FEATURE ARTICLE Some New Ideas in the Theory of Intermolecular Forces: Anisotropic Atom-Atom Potentials A. J. Stone* and S. L. Price University Chemical Laboratory, Lensfield Road, Cambridge CB2 I E W, England (Received: July 22, 1987; In Final Form: February I, 1988)
The macroscopic properties of molecular fluids and solids, and the structures and properties of van der Waals complexes, are controlled primarily by the interaction potential between the molecules. A great deal has been learned about the molecular basis for the macroscopic behavior of polyatomic systems by means of statistical mechanics or simulations based on crude model potentials, but much better potentials are needed if we are to understand the quantitative properties of particular systems.
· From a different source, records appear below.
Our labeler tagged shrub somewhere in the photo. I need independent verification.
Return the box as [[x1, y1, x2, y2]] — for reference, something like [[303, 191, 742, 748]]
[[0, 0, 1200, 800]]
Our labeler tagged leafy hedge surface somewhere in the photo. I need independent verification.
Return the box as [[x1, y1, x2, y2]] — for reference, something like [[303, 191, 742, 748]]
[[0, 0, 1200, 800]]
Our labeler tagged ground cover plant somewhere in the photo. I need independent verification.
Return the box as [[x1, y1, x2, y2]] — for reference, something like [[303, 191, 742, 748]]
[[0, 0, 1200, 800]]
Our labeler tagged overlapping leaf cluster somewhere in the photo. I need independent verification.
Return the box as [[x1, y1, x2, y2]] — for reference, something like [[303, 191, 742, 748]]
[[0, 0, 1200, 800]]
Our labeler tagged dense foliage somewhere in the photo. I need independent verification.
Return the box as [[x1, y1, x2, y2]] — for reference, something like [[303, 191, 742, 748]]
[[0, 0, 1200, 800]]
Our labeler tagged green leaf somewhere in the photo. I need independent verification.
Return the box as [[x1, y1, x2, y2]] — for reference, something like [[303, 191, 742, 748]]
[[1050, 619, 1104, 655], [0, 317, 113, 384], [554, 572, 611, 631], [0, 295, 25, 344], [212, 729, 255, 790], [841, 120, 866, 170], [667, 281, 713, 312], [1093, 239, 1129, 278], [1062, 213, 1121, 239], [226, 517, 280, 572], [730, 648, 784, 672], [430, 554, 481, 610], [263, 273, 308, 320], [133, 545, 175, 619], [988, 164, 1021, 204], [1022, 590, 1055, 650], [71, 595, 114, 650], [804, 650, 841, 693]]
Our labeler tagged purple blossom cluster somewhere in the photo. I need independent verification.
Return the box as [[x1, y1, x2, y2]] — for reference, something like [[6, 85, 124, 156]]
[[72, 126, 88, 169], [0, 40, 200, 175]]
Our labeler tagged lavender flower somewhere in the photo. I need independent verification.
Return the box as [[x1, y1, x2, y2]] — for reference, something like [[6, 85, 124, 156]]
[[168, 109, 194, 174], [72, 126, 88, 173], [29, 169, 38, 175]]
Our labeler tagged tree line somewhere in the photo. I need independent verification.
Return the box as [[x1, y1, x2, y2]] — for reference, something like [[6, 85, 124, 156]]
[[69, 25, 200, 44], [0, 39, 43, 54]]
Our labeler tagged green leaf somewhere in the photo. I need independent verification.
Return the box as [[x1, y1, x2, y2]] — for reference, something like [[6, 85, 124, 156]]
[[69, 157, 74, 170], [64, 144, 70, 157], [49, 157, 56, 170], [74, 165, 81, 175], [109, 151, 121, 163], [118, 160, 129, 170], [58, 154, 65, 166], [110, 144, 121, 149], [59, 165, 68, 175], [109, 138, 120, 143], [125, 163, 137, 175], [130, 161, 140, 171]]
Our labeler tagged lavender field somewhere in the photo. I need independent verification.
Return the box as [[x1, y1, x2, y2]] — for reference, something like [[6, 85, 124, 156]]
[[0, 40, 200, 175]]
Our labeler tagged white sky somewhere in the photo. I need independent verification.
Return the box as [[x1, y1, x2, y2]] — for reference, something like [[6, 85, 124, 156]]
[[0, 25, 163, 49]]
Considerable progress has been made, but recent theoretical and empirical studies have shown that both of the traditional approaches to the design of model potentials for polyatomic molecules, namely, the anisotropic central potential and the isotropic atom-atom model, are unsuitable for accurate model potentials, and we describe here a much more powerful anisotropic site-site model. The anisotropies that have to appear in such a model are directly related to the nonspherical features of the atoms or groups of atoms comprising the molecule. These include lone pairs and .rr electrons, or the hydrogen atoms in a unit like a methyl group. These features lead to anisotropies in the local charge distribution, which can be described by a distributed multipole analysis of an ab initio wave function, and to anisotropies in the repulsive wall around the atom.